Cor Blimey It's Matt King, Oct 6, 1996


Cor Blimey It's Matt King
At Star & Garter Hotel Nelson & Dorcas Sts. Sth Melbourne, Wed-Sat until October 18, 1996
 Reviewed by KH around Oct 5, 1996

It's been a while since I was at a pub comedy gig. Aah! My misspent youth! The publican greeted me; "Are you the judge?"  Was I missing a wet T-shirt comp in the bar? I trailed upstairs, followed by the perfume of stale beer, to a windowless room with a kids' wacky alphabet doona cover/backdrop on a tiny stage.  Comedy still works on a low budget.

Matt King ambles onstage with a bad Geography-class map of England. He is a warm, mild-mannered, sweet-tempered stand-up with a Hertfordshire accent - or is it f...ing Essex?
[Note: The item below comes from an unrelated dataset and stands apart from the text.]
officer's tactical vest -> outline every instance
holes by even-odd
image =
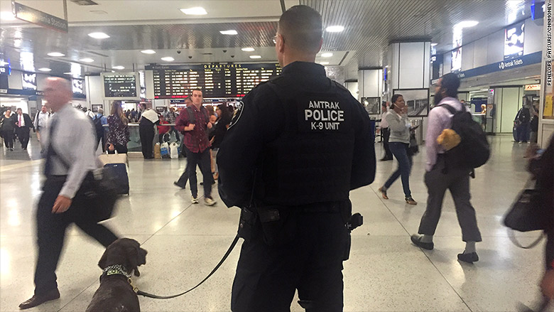
[[[330,80],[317,93],[280,77],[267,83],[286,117],[281,134],[264,149],[259,198],[285,205],[347,200],[355,104],[348,90]]]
He started slowly but by the end this audient was laugh-weeping at frighteningly true, gruesome childhood stories about his militaristic dad's obsession with order and adventure holidays. King engenders a heap of sympathetic "Ohs!" and "poor sod" responses.

The word- gag picture of little Mattie painted by big Mattie is of a skinny, unsporty kid with attitude. He alienates his nightmare German exchange family, evades death by kayak in a France and finally escapes England for good for Oz, land of his favourite scary, lethal critters.

King is a great yarn-spinner and the longer the story the better. He re-incorporates snippets, appeals to our sympathies and our prejudices about the English, the Germans, the French, the military, the cub scouts - everything. The more excruciating the story, the funnier he is.

We squirm at his adoption story: " They did a bit of shopping on the way home and picked up a baby too." His father's homemade snake costume is every kid's embarrassing nightmare. The whole routine travels a path to dad getting his just deserts for being a total shit.